Erklärung der Geschäftsführung

„Qualität stets kritisch zu beurteilen und Stillstand nicht zuzulassen, ist Teil unserer Aufgabe. Es ist wichtig, alle Maßnahmen, die wir setzen, auf Eignung, Angemessenheit und Wirksamkeit zu prüfen."

Sehr geehrte LeserInnen und Interessierte!


Seit der Implementierung von EMAS am 01.09.2016 hat sich in unserem Unternehmen viel verändert. Wesentlich ist dabei, dass die zentralen Inhalte, insbesondere das Hinterfragen und Verbessern von Strukturen und Abläufen, mittlerweile zum Alltag geworden und fest in die tägliche Arbeit eingebunden sind.


Aber es ist uns bewusst, dass ein „Image“, welches man nach außen trägt, nicht authentisch und ehrlich sein kann, wenn es nur aufgesetzt ist und nicht auf die notwendige Qualität bei der Erledigung unserer operativen Arbeiten achtet.

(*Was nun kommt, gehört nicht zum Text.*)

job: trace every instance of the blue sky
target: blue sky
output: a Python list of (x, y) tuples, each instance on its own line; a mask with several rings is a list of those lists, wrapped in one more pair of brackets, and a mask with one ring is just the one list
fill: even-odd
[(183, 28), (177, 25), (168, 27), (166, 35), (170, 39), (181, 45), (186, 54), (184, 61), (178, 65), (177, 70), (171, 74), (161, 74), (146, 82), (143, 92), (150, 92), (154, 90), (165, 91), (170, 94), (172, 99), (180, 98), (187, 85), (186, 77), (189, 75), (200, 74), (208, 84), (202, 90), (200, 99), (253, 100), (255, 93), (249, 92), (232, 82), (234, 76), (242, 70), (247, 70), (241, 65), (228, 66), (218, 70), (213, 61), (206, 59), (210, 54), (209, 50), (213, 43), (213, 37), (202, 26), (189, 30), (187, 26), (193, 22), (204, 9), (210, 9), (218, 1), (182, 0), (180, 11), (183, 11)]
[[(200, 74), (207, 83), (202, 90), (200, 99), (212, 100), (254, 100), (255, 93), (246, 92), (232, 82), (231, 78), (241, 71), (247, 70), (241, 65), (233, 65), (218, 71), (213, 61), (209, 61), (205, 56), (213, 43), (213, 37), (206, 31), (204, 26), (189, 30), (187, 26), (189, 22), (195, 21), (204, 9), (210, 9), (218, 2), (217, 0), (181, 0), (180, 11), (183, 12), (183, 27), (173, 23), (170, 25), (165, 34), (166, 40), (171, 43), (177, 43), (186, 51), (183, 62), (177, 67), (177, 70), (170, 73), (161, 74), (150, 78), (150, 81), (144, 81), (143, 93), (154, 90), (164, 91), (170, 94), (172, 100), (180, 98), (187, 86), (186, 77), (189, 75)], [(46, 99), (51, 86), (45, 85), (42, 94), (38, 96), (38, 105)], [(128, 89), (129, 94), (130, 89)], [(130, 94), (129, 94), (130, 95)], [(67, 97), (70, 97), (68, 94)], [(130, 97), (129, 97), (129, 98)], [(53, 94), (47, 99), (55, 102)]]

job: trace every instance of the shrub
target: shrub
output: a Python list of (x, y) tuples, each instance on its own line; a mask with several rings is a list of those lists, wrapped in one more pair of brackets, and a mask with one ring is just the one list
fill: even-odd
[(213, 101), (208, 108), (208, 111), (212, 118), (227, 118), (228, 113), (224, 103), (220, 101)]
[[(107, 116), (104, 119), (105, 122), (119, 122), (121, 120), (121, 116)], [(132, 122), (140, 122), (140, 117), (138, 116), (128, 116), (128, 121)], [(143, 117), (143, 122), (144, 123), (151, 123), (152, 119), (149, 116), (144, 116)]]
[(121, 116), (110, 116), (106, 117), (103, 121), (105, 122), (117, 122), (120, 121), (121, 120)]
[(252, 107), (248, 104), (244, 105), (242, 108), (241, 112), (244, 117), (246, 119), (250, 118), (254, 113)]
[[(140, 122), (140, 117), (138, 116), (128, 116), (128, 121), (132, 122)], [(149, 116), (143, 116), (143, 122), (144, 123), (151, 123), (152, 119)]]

Diese Qualität stets kritisch zu beurteilen und Stillstand nicht zuzulassen, ist Teil unserer Aufgabe. Es ist wichtig, alle Maßnahmen, die wir setzen, auf Eignung, Angemessenheit und Wirksamkeit zu prüfen.


Neben dieser Innensicht bringt EMAS aber auch einen weiteren Aspekt ins Spiel, nämlich die kritische Befassung eines Unternehmens mit den Ansprüchen der verschiedenen uns umgebenden Anspruchsgruppen, wie zum Beispiel Geschäftspartnern, BürgerInnen und weiteren Stakeholdern.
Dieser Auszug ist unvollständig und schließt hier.